The fat man's hand shook a little as he gestured with the gun. "Get up and go outside. You know this block is our space 'cause my friend Tony warned you last week. We don't need Lou's little pet demon shitting up our coffee joint."

"Alright, coming," Ransome said as calmly as he could manage while suppressing the urge to break this guy's nose for calling him a demon. He got to his feet and walked out the coffee shop's side door, followed closely by the fat man with the gun.

The other guy had apparently brought Ransome's cup of coffee with him on the way out; as soon as Ransome turned around after he got outside, the cup hit his chest just below the third button on his white dress shirt, and splashed hot coffee on the agacella's chest before landing on the ground in front of his hooves and getting a bit more brown liquid on the bottom hem of his pant leg.

And that was it. Ransome had been willing to that point to try to negotiate his way into the good graces of Tony's hitman, maybe win him over to his own side just for Lou. But if this guy was going to call him names and throw coffee, well, he needed to be taught a lesson. If there was anything left after that, then maybe he could encourage him to change his loyalties.

As the fat man leveled the gun at Ransome again, the agacella took a deep breath to gather some of his fairy magic into his lungs, then flicked open the lighter as he blew across the little flame. Fueled by the magic, the fire turned a brilliant gold, angling in the direction of the fat man and growing into a rather formidable-looking fireball.

Ransome's fairy-fire couldn't even melt ice cream. But this guy didn't know that.

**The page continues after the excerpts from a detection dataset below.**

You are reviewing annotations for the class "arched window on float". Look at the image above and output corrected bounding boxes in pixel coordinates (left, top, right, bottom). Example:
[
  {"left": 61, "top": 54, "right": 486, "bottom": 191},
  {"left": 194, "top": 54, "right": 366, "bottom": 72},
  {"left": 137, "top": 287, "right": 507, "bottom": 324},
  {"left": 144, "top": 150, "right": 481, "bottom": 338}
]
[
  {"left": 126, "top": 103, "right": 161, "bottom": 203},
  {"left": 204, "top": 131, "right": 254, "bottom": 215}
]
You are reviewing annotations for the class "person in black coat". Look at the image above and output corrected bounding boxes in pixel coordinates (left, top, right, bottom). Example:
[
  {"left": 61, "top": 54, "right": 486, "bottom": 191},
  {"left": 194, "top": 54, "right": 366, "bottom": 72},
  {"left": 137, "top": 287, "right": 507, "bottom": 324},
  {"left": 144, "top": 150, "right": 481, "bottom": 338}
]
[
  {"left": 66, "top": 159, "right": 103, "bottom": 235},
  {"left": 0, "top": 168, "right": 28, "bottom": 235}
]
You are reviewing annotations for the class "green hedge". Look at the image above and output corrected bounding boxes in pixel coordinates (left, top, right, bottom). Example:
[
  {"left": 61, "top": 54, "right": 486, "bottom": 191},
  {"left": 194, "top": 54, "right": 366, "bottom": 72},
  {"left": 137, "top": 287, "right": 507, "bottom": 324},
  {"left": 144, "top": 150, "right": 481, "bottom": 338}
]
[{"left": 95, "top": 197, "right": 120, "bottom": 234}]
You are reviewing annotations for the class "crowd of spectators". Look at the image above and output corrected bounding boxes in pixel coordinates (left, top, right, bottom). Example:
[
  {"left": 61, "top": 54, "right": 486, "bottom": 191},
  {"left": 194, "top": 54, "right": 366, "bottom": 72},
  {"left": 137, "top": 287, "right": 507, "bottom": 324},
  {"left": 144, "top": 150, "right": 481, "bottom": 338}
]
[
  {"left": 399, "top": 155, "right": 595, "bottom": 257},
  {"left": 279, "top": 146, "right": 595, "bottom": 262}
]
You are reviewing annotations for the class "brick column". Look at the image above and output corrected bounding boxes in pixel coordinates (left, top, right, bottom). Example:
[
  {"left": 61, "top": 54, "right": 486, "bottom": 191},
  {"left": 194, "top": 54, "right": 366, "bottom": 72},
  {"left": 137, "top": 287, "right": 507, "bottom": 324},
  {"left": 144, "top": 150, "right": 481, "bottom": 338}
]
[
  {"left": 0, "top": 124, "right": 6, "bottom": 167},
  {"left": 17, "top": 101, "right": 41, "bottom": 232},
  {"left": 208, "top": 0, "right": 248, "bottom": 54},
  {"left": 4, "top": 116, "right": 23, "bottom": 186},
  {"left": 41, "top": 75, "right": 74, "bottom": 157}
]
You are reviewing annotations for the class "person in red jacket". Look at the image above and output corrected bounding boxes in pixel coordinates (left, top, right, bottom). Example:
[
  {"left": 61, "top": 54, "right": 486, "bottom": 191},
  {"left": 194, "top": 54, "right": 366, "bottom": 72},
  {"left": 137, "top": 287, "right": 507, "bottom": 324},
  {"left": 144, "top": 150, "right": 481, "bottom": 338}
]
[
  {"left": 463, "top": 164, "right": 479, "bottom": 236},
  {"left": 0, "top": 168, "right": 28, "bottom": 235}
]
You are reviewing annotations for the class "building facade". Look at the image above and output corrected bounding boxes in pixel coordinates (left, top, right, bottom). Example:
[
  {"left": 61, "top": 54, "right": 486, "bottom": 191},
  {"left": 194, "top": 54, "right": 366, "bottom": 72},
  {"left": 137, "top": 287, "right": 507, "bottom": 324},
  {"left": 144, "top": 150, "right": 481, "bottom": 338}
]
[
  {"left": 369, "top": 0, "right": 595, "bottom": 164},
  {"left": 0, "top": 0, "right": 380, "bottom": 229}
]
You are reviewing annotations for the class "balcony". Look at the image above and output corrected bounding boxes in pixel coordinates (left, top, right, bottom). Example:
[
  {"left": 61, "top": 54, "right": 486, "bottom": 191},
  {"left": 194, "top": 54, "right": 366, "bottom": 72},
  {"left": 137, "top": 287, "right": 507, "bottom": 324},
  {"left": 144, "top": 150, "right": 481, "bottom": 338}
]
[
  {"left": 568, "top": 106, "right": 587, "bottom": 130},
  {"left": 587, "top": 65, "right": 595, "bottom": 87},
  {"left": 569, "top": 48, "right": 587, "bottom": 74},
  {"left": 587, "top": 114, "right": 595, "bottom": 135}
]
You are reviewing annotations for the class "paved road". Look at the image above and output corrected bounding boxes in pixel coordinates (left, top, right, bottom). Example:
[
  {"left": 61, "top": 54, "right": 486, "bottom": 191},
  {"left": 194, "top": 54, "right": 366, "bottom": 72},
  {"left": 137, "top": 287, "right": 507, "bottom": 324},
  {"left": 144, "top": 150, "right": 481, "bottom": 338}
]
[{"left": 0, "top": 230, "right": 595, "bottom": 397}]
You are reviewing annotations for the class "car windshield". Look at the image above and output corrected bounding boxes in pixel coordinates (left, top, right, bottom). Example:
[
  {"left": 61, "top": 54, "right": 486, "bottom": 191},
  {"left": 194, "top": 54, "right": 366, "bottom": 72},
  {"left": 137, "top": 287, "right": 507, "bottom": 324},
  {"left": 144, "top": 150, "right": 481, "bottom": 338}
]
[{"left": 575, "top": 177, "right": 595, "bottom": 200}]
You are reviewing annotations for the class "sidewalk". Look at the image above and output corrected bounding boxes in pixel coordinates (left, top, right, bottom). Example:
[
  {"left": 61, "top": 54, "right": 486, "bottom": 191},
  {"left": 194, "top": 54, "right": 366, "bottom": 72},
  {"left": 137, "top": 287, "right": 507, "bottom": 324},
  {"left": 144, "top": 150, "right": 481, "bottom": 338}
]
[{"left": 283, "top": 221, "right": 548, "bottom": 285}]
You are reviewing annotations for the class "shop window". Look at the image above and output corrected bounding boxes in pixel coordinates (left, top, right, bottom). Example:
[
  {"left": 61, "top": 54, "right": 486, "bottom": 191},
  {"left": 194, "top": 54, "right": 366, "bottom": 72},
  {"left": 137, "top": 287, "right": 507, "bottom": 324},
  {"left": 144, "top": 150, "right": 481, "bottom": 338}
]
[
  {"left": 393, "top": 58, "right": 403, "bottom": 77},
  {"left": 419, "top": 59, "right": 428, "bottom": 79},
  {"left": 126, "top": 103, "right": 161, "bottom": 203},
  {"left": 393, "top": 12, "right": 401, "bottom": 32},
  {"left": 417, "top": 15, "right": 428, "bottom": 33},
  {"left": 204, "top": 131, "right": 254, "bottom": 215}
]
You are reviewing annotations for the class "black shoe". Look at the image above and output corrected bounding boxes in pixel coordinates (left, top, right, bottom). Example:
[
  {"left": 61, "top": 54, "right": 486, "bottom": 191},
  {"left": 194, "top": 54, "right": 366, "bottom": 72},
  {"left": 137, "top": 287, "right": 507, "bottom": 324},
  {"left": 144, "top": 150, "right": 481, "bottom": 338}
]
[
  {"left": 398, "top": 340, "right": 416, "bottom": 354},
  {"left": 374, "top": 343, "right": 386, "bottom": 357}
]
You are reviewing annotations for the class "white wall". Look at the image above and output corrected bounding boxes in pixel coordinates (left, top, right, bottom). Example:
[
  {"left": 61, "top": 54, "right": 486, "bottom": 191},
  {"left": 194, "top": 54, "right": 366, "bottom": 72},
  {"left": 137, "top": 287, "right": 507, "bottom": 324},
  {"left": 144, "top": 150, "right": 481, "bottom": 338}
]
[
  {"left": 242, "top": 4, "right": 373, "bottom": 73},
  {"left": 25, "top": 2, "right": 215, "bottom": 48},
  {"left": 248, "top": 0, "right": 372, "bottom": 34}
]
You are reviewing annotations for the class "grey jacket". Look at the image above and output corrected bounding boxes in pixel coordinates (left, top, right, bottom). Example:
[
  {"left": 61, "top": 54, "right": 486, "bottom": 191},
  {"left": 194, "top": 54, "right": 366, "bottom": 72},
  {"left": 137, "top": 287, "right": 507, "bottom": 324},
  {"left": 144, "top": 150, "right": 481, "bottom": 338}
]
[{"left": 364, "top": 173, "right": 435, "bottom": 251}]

His features went from a slightly-puffy angry red to a rather slack sissy white as he yelled and backed away, dropping the gun in order to shield his face with both hands.

The agacella ran at him and elbowed him in his solid gut, knocking him off balance, then stomped as hard as he could manage on the man's foot with one of his hooves. The fat man would have quite a hard time walking himself home today.

"I'm no demon, I'm a creature of myth and legend sent to aid mister Pinstripe Lou and his bunch," Ransome snarled at the man, eyes wild with his anger. He flicked the lighter open again and leaned closer to the fat man, watching him squirm for a moment in terror and anticipation of another bust of flame, then added, "If Tony doesn't want me, or any of Lou's and my friends on this block, then he can send his own mythical representative down here to take me out."

"Please, alright! Don't kill me! Oh gods, it hurts!" the man blubbered. It was amazing what men turned into when you took away their weapons sometimes.

Taking deep breaths in an effort to calm himself down, Ransome continued to glare at the man as he backed off, closing his lighter and slipping it into his pocket. He leaned down to pick up the fat man's discarded gun. "So long as we have understanding, you're free to go."

"Y-yes, of course. I'll tell Tony!" The man struggled to his feet, gasping in pain as he did so.

Ransome waved dismissively to him with his free hand, then tucked the gun away in the pocket of his jacket. At least he had gotten some retribution for the ruining of his coffee break and the soiling of his shirt. Now he just had to try to remember where the dry cleaners were.

Or maybe he could just buy himself a new shirt. Or two or three. Nice expensive ones. A slight smile tugged at the corner of his mouth at the thought. Once he was at least presentable again, and out of his stained shirt, he could go shopping. Good old retail therapy.